Passaram na feira antes de atravessarem o viaduto; a moça corria os olhos de uma barraca à outra, entretanto tudo o que queria àquela altura eram bananas, laranjas e maçãs. Guardou-as numa sacola antes de prosseguir.

"Se as pessoas tivessem três pernas e você nascesse com duas, seria feliz tendo apenas duas pernas?"

"Que tipo de pergunta é essa?", interrogou o rapaz.

"Ora", tornou Cibele, erguendo os ombros. "O tipo de pergunta que se faz quando se quer uma resposta"

Calou-se, mordendo uma maçã.

Jorge apressou o passo para alcançá-la. Saltou uma poça que aparecera diante de si.

A negrinha meteu a mão no bolso da blusa e apanhou o celular.

"Meu comentário teve mais curtidas que o seu", tornou Cibele, a boca cheia.

Mostrou o aparelho ao pequeno, que disse:

"Seu comentário teve mais curtidas estúpidas que o meu!"

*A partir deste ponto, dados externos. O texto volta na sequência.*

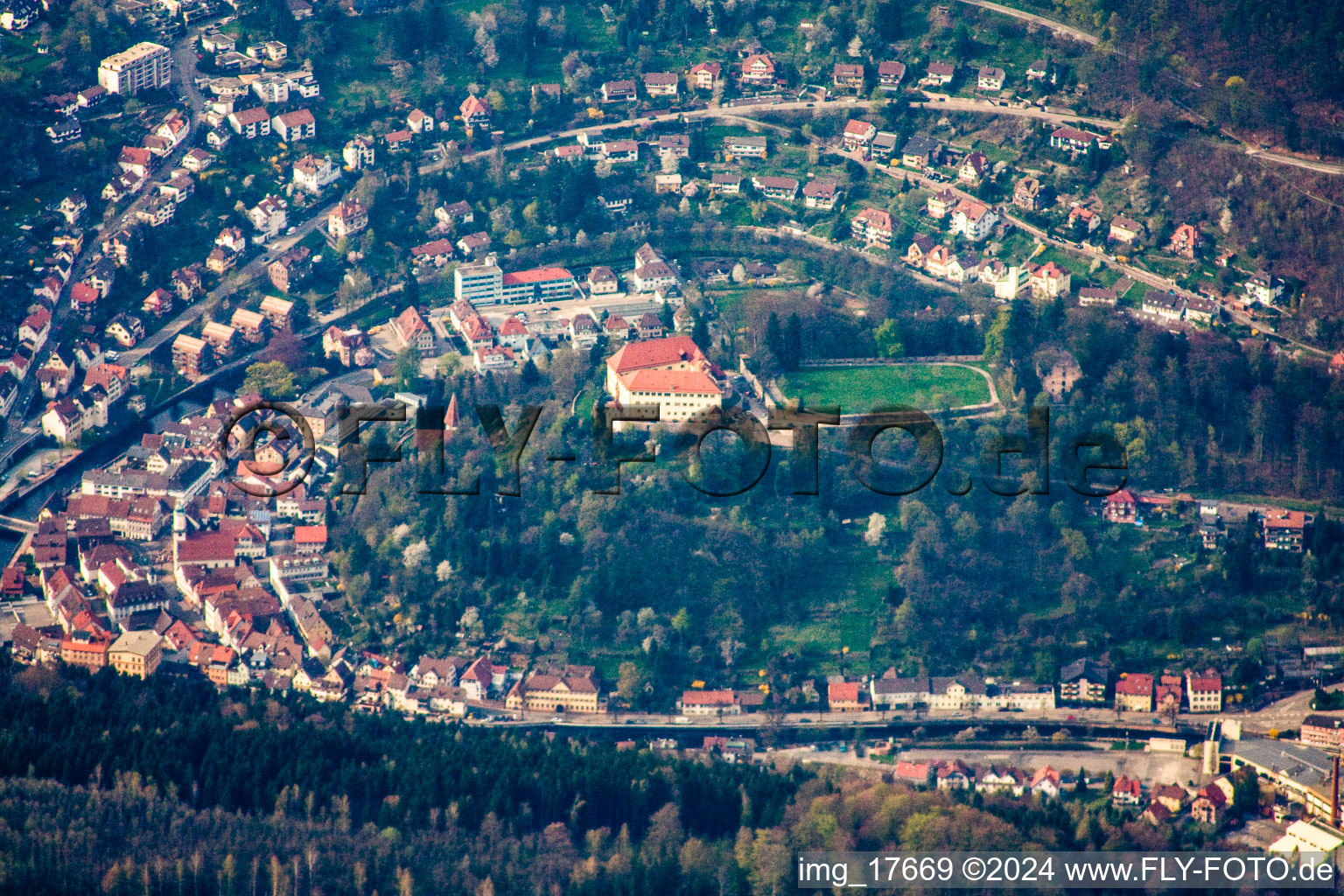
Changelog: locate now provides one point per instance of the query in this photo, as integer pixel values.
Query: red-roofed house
(413, 331)
(704, 75)
(476, 113)
(310, 539)
(858, 135)
(872, 226)
(1186, 241)
(1121, 507)
(295, 125)
(845, 696)
(1126, 792)
(759, 70)
(1205, 690)
(1135, 692)
(709, 703)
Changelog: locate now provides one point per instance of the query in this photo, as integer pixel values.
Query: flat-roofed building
(145, 66)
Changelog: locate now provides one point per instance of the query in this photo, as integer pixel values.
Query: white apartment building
(145, 66)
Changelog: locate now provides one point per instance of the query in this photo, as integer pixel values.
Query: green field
(860, 388)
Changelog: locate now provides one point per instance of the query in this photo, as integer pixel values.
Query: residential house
(621, 150)
(1321, 731)
(1073, 140)
(874, 228)
(359, 152)
(1121, 507)
(1048, 280)
(780, 188)
(941, 203)
(938, 74)
(724, 185)
(1205, 690)
(660, 83)
(1045, 783)
(674, 147)
(757, 70)
(413, 331)
(847, 77)
(125, 329)
(975, 220)
(990, 78)
(822, 193)
(890, 74)
(920, 152)
(1083, 220)
(1028, 195)
(191, 356)
(602, 281)
(295, 125)
(313, 172)
(845, 696)
(1135, 692)
(220, 338)
(558, 690)
(1125, 230)
(1213, 801)
(136, 653)
(269, 218)
(1045, 72)
(1168, 693)
(918, 250)
(398, 140)
(746, 147)
(434, 253)
(1285, 529)
(973, 168)
(704, 75)
(883, 145)
(1097, 296)
(1126, 792)
(1264, 288)
(420, 122)
(617, 90)
(858, 135)
(252, 326)
(250, 124)
(346, 220)
(1083, 682)
(476, 112)
(290, 270)
(709, 703)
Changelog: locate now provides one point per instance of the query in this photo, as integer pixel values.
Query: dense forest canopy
(128, 788)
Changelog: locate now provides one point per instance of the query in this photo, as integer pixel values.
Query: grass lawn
(860, 388)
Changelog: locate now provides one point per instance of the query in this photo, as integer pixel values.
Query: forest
(163, 788)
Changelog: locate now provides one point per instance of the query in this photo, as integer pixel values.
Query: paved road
(746, 110)
(1058, 27)
(1057, 117)
(1077, 34)
(11, 433)
(237, 280)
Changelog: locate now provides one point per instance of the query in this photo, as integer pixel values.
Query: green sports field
(929, 387)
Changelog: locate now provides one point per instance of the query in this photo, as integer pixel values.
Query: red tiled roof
(707, 699)
(536, 276)
(654, 381)
(654, 352)
(311, 534)
(1136, 682)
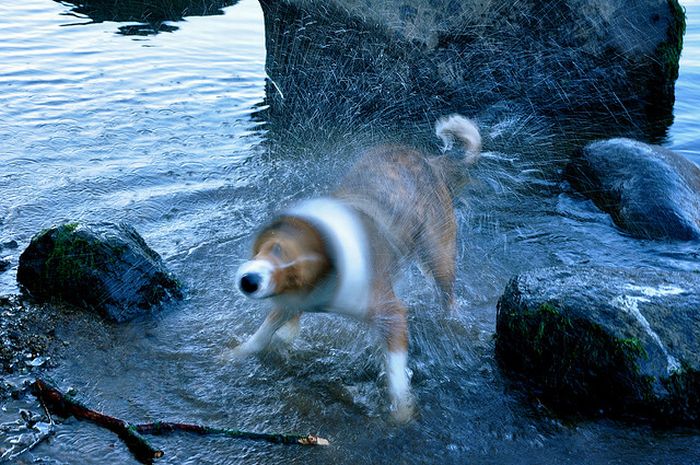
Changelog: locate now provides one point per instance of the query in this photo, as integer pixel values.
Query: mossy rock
(618, 341)
(103, 267)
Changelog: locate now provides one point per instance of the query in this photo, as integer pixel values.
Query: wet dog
(342, 253)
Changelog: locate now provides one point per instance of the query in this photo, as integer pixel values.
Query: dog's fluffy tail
(464, 131)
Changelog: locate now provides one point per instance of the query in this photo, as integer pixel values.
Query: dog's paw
(403, 410)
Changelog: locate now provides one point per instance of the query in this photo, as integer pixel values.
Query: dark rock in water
(105, 267)
(406, 59)
(151, 12)
(649, 191)
(622, 341)
(9, 245)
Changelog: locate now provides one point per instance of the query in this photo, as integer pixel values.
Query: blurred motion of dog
(342, 253)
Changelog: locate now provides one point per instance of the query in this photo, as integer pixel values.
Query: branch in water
(65, 405)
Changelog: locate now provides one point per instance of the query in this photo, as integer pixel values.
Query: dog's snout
(250, 282)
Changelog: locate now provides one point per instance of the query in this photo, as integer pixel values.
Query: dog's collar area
(347, 244)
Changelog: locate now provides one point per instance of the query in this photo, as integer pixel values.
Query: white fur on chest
(346, 240)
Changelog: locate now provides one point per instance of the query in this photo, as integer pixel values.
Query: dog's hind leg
(389, 317)
(275, 320)
(437, 252)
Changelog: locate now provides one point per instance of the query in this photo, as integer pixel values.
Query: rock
(649, 191)
(621, 341)
(151, 12)
(403, 59)
(106, 267)
(9, 245)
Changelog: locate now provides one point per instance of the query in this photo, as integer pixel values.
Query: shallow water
(167, 132)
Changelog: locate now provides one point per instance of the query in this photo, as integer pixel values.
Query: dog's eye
(276, 250)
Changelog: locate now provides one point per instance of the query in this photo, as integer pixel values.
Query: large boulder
(620, 341)
(405, 59)
(104, 267)
(649, 191)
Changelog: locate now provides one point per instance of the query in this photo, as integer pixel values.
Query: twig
(8, 456)
(160, 427)
(131, 434)
(66, 406)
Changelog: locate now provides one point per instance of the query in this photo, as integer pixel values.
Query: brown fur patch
(297, 251)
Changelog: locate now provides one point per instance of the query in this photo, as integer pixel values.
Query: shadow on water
(153, 15)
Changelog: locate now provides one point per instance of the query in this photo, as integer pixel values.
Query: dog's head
(289, 257)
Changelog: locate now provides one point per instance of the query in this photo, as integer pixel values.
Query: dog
(342, 253)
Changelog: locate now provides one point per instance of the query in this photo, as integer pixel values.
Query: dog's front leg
(277, 318)
(392, 324)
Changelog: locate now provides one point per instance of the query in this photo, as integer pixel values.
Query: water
(167, 132)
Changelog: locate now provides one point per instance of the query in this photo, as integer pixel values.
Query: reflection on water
(172, 134)
(151, 14)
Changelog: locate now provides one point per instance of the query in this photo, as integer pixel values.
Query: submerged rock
(649, 191)
(621, 341)
(105, 267)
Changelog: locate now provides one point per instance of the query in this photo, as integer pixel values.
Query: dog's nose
(250, 282)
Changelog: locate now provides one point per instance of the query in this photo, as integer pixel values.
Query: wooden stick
(131, 434)
(161, 427)
(66, 406)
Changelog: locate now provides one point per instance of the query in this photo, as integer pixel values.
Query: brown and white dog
(342, 253)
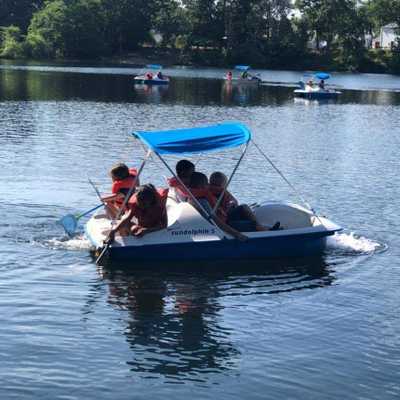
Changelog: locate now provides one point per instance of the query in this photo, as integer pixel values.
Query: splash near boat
(154, 76)
(192, 231)
(312, 90)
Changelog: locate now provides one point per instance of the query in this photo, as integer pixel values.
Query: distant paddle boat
(152, 77)
(192, 234)
(316, 90)
(244, 77)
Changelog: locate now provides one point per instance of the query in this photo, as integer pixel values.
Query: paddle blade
(69, 223)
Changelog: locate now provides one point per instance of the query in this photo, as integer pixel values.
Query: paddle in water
(70, 222)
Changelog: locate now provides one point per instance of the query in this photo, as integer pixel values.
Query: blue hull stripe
(288, 246)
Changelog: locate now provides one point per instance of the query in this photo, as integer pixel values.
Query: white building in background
(387, 37)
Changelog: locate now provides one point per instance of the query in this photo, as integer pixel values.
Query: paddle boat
(152, 77)
(316, 90)
(192, 234)
(243, 78)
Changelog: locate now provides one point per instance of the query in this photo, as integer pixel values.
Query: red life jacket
(153, 216)
(123, 186)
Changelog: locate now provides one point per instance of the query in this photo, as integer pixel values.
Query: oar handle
(89, 211)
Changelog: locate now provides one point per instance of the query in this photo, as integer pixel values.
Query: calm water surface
(322, 328)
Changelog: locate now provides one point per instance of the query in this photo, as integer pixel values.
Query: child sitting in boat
(148, 207)
(200, 191)
(238, 216)
(123, 178)
(184, 170)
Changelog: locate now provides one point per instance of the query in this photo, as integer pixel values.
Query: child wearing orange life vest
(123, 178)
(148, 206)
(200, 191)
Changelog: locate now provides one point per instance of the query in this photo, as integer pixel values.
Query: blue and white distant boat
(243, 77)
(193, 235)
(316, 90)
(153, 76)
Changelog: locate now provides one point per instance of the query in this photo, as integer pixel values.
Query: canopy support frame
(220, 197)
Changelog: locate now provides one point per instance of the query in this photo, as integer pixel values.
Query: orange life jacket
(153, 216)
(123, 186)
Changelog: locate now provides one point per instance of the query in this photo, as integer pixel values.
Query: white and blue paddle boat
(244, 77)
(192, 235)
(312, 90)
(153, 76)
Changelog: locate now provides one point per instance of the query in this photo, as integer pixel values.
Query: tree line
(265, 33)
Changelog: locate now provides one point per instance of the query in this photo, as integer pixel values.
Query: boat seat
(289, 216)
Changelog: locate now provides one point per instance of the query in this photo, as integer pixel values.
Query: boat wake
(352, 244)
(76, 243)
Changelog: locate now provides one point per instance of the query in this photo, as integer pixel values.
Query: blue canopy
(242, 67)
(154, 66)
(322, 75)
(195, 140)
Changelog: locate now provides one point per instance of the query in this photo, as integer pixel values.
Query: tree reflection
(174, 320)
(173, 323)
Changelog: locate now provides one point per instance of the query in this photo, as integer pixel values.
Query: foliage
(258, 32)
(12, 45)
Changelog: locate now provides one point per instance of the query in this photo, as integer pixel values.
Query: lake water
(321, 328)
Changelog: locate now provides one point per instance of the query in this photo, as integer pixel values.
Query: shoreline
(173, 57)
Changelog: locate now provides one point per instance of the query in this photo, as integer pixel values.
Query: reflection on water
(174, 320)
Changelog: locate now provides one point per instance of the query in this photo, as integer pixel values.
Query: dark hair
(184, 166)
(198, 180)
(146, 194)
(218, 179)
(120, 171)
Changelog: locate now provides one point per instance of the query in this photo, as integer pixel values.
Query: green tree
(71, 28)
(11, 42)
(18, 12)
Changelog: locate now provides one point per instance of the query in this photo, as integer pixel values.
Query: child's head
(198, 181)
(146, 196)
(218, 179)
(184, 170)
(119, 171)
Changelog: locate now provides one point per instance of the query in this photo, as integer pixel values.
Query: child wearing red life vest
(148, 207)
(184, 170)
(239, 216)
(200, 191)
(123, 179)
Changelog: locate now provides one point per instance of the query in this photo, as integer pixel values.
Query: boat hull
(262, 248)
(190, 237)
(310, 95)
(141, 81)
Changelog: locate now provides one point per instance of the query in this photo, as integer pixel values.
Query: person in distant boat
(238, 216)
(184, 170)
(123, 178)
(200, 191)
(148, 207)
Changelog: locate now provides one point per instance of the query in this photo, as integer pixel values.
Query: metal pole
(230, 178)
(132, 188)
(287, 181)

"Não mesmo", ela contestou. "Um poeta e uma professora curtiram o meu comentário"

"O melhor jogador de bolinha de gude e o garoto mais rápido do bairro curtiram o meu!"

"Jogadores de bolinha de gude e corredores não sabem nada sobre poesia"

"A poesia não sabe nada sobre a poesia"

Calaram-se. Jorge hesitou em tocar no assunto:

"O que faremos agora que mamãe morreu?"

Ela respondeu secamente:

"O de sempre"

O rapazinho baixou a cabeça, fitando o chão.

Ele disse:

'Você é hipócrita"

"Por quê?"

"Sorri por fora, mas é triste por dentro"

Cibele tirou uma fruta da sacola e mostrou a ele.

"E o que me diz da laranja, que tem gomos no interior em vez de mais casca?"

Apreciava este tipo de ironia.

Correram assim que avistaram o trem parado na estação, mas o gigante metálico fechou as portas e partiu segundos depois do sinal abrir.

Jorge suspirou, desapontado, com as mãos nos joelhos. Teriam que esperar o próximo. Cibele disse, tocando-lhe o ombro:

"Trens são como pombos. Se você correr, eles fogem"

Compraram os bilhetes; outro trem chegaria quinze minutos depois.

Trem lotado, não havia lugar para sentar.

Uma garota que vestia uma blusa azul ocupava um assento preferencial. Depois de avistar uma idosa em pé, Jorge, que não era hábil no uso da palavra, perguntou à garota indiferente:

"Você é deficiente?"

A garota, por sua vez, deve ter se sentido ofendida, pois respondeu:

"Sim, sou deficiente; deficiente moral. Sabe o que quer dizer este desenho aqui?"

"Mulher grávida"

"Equivoca-se. Alguém com rei na barriga; no caso, eu. Sabe o que este desenho aqui quer dizer?"

"Idoso"

"Errado"

"Tem uma bengala"

"Um cajado"

"É muito pequeno"

"Jovens podem usar bengalas. Não há leis que os proíbam"

"Sim, mas são os velhos que usam. E você não tem bengala"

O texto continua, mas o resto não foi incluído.